European Affairs

Perspective: U.S. Loses in Attempt to Isolate New Chinese Development Bank     Print Email
By Alex Privitera, Director Business & Economics at American Institute for Contemporary German Studies


The recent spat between the U.S. administration and the UK government over the UK decision to join, over U.S. opposition, the Chinese led Asian Infrastructure Investment Bank (AIIB) as a founding member has triggered much public noise.

Initial reactions on the U.S. side went from surprise to outrage, with Washington accusing British cousins of jeopardizing the global order and the “special relationship,” in the name of short sighted commercial interests. U.S. officials conceded that the lack of progress in implementing the long overdue reform of the governance structure of the big Washington based international organizations, the World Bank and, primarily, the International Monetary Fund, had complicated matters. However, the reaction in Washington to London's decision to ignore U.S. concerns was one of ill concealed anger. When Germany, France and Italy chose to join ranks with the UK, the failure of the US approach, centered around a strategy of increasing containment, was complete.

Does this mean that China successfully managed to drive a wedge between the U.S. and some of its closest European allies? Perhaps, but much will simply depend on how the allies handle the fallout of the ill timed spat from now on. And the U.S. is now wisely trying to walk back some of its petulant opposition.

Talks between various Europeans and the U.S. on how to deal with the AIIB had taken place over many months.
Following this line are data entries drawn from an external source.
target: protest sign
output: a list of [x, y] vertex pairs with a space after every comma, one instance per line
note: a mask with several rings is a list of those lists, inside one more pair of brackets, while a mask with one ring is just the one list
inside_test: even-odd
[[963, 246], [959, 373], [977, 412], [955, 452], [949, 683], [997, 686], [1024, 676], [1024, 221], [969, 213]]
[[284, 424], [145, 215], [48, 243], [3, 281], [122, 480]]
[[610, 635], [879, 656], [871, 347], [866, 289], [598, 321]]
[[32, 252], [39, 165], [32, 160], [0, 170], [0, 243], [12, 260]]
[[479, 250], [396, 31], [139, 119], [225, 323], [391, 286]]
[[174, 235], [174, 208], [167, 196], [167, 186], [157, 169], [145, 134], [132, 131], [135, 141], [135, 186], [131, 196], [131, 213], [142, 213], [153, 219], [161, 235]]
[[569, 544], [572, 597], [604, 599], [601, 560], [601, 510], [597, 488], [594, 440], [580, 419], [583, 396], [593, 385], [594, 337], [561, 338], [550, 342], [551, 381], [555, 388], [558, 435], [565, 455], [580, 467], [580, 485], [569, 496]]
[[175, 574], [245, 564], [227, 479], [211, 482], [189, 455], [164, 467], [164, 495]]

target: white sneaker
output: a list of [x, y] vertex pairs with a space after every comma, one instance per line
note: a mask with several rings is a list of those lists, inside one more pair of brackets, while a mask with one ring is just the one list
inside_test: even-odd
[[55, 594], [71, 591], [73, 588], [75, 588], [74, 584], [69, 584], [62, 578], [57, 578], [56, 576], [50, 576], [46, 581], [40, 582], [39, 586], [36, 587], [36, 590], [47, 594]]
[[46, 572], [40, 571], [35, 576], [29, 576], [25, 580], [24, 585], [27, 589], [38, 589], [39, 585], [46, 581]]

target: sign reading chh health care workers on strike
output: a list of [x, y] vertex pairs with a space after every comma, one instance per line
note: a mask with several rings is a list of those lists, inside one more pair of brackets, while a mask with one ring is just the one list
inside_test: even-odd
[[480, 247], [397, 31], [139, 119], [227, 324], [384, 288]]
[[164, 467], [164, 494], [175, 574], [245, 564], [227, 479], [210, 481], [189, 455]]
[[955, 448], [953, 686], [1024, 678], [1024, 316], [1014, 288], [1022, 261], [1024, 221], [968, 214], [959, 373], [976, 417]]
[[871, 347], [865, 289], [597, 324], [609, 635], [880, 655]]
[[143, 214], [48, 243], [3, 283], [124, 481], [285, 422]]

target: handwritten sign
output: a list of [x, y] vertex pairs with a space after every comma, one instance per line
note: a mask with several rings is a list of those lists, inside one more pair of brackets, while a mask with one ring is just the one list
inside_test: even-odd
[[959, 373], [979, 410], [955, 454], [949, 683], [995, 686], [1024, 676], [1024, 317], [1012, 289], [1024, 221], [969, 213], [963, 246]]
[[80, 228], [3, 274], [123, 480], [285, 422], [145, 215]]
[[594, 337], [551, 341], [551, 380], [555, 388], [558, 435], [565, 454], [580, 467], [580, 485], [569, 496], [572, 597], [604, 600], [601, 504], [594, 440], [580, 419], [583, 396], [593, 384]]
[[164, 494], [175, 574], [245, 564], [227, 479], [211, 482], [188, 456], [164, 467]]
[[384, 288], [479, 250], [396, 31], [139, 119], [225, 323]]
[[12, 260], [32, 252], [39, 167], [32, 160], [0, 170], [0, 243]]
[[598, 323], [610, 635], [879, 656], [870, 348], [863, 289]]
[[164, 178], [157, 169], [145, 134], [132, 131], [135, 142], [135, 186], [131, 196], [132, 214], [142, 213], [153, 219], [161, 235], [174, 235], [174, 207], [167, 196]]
It was already clear that London, Berlin, Paris and Rome did not fully share the U.S. arguments about maintaining high standards for development loans as concern about increasing Chinese clout in international monetary issues. With the U.S. Congress torpedoing the mild reform of the IMF which, if fully implemented, would have given emerging economies more political weight in the fund, the fate of the U.S. strategy to isolate the AIIB was sealed. Against this background any lecturing of close allies ended up sounding suspiciously petulant.
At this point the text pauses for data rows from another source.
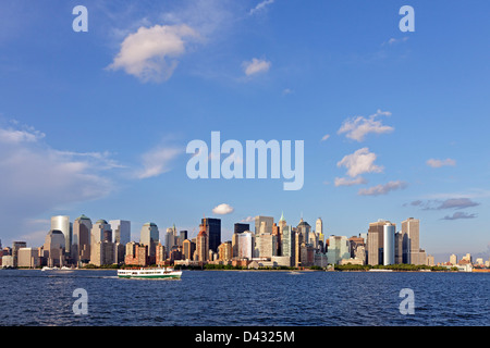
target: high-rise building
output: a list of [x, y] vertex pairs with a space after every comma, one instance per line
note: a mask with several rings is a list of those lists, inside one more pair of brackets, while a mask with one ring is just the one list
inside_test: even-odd
[[272, 252], [274, 256], [280, 256], [281, 251], [281, 227], [275, 223], [272, 225], [272, 235], [275, 237], [275, 250]]
[[60, 231], [64, 235], [65, 252], [70, 253], [70, 247], [72, 245], [72, 224], [70, 223], [70, 216], [58, 215], [51, 217], [51, 229]]
[[182, 243], [182, 253], [184, 260], [192, 260], [194, 256], [194, 251], [196, 250], [196, 244], [192, 240], [185, 239]]
[[281, 213], [281, 219], [279, 219], [278, 226], [279, 226], [279, 234], [282, 236], [283, 228], [287, 225], [284, 213]]
[[282, 228], [282, 256], [283, 257], [290, 257], [291, 262], [293, 262], [295, 258], [295, 250], [296, 250], [296, 233], [293, 231], [291, 226], [284, 226]]
[[139, 245], [135, 241], [126, 244], [125, 264], [145, 266], [148, 264], [148, 246]]
[[233, 233], [244, 233], [245, 231], [250, 231], [250, 224], [236, 223], [234, 225]]
[[126, 220], [111, 220], [111, 225], [114, 243], [126, 245], [131, 241], [131, 221]]
[[351, 243], [345, 236], [330, 236], [329, 250], [327, 251], [327, 259], [330, 264], [338, 264], [339, 261], [351, 259]]
[[50, 229], [42, 246], [42, 257], [48, 266], [60, 266], [64, 264], [64, 247], [66, 239], [64, 234], [58, 229]]
[[277, 236], [272, 234], [262, 233], [255, 236], [255, 257], [256, 258], [272, 258], [277, 256]]
[[400, 231], [395, 233], [395, 263], [403, 263], [403, 234]]
[[321, 245], [324, 245], [324, 235], [323, 235], [323, 221], [321, 221], [321, 217], [317, 219], [317, 222], [315, 223], [315, 232], [318, 234], [318, 241], [321, 241]]
[[[274, 217], [270, 216], [255, 216], [255, 234], [259, 235], [260, 232], [266, 234], [272, 234], [272, 225], [274, 224]], [[262, 228], [262, 231], [260, 231]]]
[[25, 241], [13, 241], [12, 243], [12, 257], [13, 257], [13, 266], [17, 266], [17, 259], [19, 259], [19, 249], [21, 248], [27, 248], [27, 243]]
[[383, 264], [394, 264], [395, 258], [395, 226], [387, 223], [383, 226]]
[[218, 247], [218, 260], [224, 262], [232, 260], [231, 240], [220, 244], [220, 246]]
[[167, 228], [167, 232], [166, 232], [166, 250], [167, 250], [167, 253], [169, 253], [170, 250], [172, 250], [172, 248], [176, 245], [175, 232], [176, 232], [176, 229], [173, 228], [173, 227]]
[[17, 266], [34, 269], [40, 265], [39, 250], [37, 248], [20, 248]]
[[208, 234], [204, 224], [199, 225], [199, 229], [196, 240], [196, 261], [204, 262], [209, 258]]
[[403, 263], [425, 264], [426, 252], [420, 249], [420, 221], [408, 217], [402, 221]]
[[218, 252], [218, 246], [221, 244], [221, 219], [204, 217], [201, 224], [206, 228], [209, 250]]
[[156, 256], [155, 256], [155, 263], [157, 265], [164, 265], [166, 261], [167, 261], [167, 251], [166, 251], [166, 247], [159, 243], [156, 246], [156, 251], [155, 251]]
[[[383, 263], [383, 245], [384, 245], [384, 225], [390, 223], [387, 220], [378, 220], [377, 222], [369, 223], [369, 229], [367, 235], [367, 263], [370, 265], [377, 265]], [[396, 229], [396, 225], [392, 224]]]
[[184, 240], [187, 239], [187, 231], [183, 229], [179, 233], [179, 246], [182, 247]]
[[311, 226], [302, 217], [296, 228], [297, 232], [302, 234], [303, 241], [305, 244], [309, 244], [309, 233], [311, 232]]
[[[363, 237], [352, 236], [348, 238], [350, 249], [351, 249], [351, 258], [356, 257], [356, 250], [358, 247], [366, 248], [366, 241]], [[366, 258], [364, 258], [366, 259]]]
[[147, 222], [143, 225], [139, 243], [148, 246], [148, 257], [156, 256], [157, 244], [160, 241], [160, 233], [158, 231], [157, 224], [152, 222]]
[[[237, 234], [237, 259], [248, 259], [254, 258], [254, 245], [255, 245], [255, 235], [250, 231], [245, 231], [241, 234]], [[233, 257], [235, 257], [233, 254]]]
[[112, 241], [111, 225], [103, 219], [97, 220], [90, 231], [90, 247], [98, 241]]
[[73, 239], [71, 248], [71, 257], [75, 263], [90, 260], [90, 234], [91, 221], [84, 214], [75, 219], [73, 223]]
[[90, 246], [90, 263], [95, 265], [113, 264], [117, 258], [115, 244], [109, 238], [95, 241]]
It is true that the sudden decision announced by the Chancellor of the Exchequer George Osborne was driven by purely domestic considerations rather than a strategic vision of Britain's place in the twenty first's century's world. Ultimately, the UK government is in campaign mode and London wants to profit from the Chinese push to turn its currency into one of the leading reserve currencies. But by now everybody should have realized that the government of David Cameron governs by making headline grabbing announcements. This was one of those, and should not have come as a complete surprise.
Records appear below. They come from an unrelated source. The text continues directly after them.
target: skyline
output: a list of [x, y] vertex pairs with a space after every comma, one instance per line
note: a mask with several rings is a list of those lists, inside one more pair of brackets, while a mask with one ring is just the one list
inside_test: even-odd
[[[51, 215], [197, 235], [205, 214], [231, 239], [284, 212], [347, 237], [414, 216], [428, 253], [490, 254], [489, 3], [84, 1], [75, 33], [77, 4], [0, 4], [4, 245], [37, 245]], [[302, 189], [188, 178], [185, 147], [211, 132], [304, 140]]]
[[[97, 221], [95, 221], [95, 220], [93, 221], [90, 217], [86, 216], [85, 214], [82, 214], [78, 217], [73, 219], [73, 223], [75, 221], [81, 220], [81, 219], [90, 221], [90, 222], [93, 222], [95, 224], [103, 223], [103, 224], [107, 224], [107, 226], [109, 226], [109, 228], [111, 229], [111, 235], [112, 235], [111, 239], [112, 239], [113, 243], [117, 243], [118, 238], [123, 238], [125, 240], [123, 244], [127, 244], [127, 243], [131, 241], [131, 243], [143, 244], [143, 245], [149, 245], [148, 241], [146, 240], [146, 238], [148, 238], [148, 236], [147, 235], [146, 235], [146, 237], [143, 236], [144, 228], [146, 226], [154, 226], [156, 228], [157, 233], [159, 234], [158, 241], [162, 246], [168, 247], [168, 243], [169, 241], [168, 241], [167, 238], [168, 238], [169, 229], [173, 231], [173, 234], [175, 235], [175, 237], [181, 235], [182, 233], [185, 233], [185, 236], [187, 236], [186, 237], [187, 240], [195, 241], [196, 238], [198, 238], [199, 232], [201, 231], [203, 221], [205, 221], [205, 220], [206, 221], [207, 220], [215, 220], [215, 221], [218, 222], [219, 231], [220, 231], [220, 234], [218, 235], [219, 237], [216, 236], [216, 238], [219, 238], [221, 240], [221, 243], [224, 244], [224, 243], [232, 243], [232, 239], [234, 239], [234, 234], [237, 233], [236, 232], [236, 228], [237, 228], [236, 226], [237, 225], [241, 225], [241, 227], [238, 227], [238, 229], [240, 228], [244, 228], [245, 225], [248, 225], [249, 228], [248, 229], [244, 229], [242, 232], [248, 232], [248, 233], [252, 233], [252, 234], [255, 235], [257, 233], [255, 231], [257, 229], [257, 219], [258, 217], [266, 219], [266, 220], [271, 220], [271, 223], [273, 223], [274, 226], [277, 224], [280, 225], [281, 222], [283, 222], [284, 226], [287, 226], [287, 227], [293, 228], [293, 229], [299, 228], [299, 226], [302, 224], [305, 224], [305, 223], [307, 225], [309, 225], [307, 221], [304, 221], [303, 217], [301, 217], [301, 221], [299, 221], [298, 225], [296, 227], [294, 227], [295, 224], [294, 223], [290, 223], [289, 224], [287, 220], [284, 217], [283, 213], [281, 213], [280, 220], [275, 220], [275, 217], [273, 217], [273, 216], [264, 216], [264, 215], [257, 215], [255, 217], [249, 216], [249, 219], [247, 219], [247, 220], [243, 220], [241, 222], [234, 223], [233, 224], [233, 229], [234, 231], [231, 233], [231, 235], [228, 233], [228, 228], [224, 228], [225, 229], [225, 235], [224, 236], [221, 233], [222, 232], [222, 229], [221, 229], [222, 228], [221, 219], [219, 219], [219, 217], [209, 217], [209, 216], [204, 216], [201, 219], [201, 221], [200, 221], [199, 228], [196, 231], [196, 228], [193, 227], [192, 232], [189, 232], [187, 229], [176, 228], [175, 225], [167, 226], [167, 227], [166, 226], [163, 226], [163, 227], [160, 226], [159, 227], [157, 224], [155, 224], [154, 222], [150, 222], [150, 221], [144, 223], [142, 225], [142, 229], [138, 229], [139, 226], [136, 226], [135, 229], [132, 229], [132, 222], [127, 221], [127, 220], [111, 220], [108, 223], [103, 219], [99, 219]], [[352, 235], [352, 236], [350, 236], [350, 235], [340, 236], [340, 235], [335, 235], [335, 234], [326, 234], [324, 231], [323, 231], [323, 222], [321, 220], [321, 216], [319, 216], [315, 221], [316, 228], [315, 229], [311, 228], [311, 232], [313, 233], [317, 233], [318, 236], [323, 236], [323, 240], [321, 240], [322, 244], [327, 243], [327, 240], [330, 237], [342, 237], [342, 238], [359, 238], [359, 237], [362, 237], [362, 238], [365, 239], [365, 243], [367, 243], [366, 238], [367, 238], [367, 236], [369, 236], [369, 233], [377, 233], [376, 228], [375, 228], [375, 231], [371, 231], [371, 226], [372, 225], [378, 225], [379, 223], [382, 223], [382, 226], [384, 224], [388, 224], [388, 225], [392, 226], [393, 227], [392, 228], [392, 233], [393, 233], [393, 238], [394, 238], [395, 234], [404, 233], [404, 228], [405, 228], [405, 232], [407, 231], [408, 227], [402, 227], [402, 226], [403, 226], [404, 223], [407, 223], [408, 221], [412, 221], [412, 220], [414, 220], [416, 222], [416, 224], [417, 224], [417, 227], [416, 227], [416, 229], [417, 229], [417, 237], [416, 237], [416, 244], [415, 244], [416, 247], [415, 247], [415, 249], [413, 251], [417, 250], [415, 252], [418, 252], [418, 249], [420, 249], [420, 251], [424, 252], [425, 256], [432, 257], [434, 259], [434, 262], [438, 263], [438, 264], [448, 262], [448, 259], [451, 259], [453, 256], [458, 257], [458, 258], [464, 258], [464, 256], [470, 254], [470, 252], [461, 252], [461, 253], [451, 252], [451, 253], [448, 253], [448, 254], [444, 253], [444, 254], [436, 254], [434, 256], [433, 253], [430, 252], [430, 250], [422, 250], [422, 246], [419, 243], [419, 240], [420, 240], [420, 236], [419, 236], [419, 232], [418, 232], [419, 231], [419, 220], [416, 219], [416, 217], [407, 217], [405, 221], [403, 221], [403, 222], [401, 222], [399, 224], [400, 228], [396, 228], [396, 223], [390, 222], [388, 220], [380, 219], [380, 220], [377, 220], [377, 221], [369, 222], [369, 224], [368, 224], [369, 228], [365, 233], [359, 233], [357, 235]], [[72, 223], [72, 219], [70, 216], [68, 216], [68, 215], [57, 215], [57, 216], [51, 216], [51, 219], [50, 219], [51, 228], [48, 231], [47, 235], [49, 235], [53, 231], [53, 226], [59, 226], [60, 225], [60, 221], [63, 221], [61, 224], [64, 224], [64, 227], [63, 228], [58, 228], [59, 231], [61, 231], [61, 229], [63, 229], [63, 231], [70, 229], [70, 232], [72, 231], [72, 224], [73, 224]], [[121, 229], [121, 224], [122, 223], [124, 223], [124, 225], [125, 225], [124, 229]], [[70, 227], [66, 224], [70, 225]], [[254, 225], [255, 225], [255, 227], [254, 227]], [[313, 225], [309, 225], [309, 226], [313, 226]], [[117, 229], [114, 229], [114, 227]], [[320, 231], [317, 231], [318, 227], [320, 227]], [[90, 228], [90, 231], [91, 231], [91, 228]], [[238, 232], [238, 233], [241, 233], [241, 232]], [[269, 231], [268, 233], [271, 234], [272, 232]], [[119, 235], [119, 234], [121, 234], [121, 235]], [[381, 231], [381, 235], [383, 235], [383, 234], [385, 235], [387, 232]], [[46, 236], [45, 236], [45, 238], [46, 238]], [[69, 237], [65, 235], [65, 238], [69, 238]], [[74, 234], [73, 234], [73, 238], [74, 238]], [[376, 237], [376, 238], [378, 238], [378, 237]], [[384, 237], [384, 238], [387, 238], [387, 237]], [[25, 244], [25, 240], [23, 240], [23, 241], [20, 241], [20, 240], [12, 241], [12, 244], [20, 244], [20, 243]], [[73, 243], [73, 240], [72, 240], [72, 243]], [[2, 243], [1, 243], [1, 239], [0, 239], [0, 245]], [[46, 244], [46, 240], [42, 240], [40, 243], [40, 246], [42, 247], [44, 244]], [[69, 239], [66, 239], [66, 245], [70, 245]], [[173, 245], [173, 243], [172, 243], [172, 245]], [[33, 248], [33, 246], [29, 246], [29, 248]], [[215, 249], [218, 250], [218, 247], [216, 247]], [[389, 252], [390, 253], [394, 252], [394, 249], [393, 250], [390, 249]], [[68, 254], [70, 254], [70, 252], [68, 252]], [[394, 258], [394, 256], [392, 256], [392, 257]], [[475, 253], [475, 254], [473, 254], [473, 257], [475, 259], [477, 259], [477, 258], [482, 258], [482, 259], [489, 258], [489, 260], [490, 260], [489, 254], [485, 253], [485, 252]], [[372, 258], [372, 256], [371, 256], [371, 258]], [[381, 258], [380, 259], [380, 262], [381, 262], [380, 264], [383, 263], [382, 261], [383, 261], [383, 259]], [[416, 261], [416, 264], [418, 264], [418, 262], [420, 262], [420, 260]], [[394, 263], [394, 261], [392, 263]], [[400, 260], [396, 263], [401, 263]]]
Yet, dismissing Cameron's decision as merely campaign driven, would do no justice to his government. The prime minister genuinely acts in the belief that he is emulating the German Chancellor Angela Merkel whom, he thinks, is repeatedly visiting Beijing simply in order to promote German economic interests. Who can blame him for thinking that?

However, even this explanation falls short of what is really at play here. The Europeans have concluded that is more beneficial to have a say, albeit limited, in a new international body, than to opt for an adversarial approach, one they very much doubt can be sustained over the long term.

And even for the Chinese, establishing the AIIB is not only a reflection of their desire to challenge the U.S. or prepare the renmimbi for its future role as one of the leading reserve currencies. In other words, Beijing is not only acting out of a position of strength. In fact, just as Beijing will increasingly need to attract foreign capital into mainland China to manage funding for its domestic economy, it also needs a more international approach towards its own investments abroad. The eurozone's own debt crisis has shown how quickly and easily the creditor debtor relationship can go sour. The Chinese leadership seems to have recognized that perhaps in the long run it is best to dilute their own footprint, at least to some degree.

The Europeans have decided that it is worthwhile to explore this multilateral path. Unlike the U.S. they don't seem to be sure that it will necessarily lead to unfettered Chinese pre-dominance. They still act in the belief that international institution building is an effective way to manage potential conflict. In that respect, despite some tactical mistakes, the European approach is very consistent. It would have been much better if the decision would have been taken by Europeans in concert. But increasingly, that appears not to be David Cameron’s way.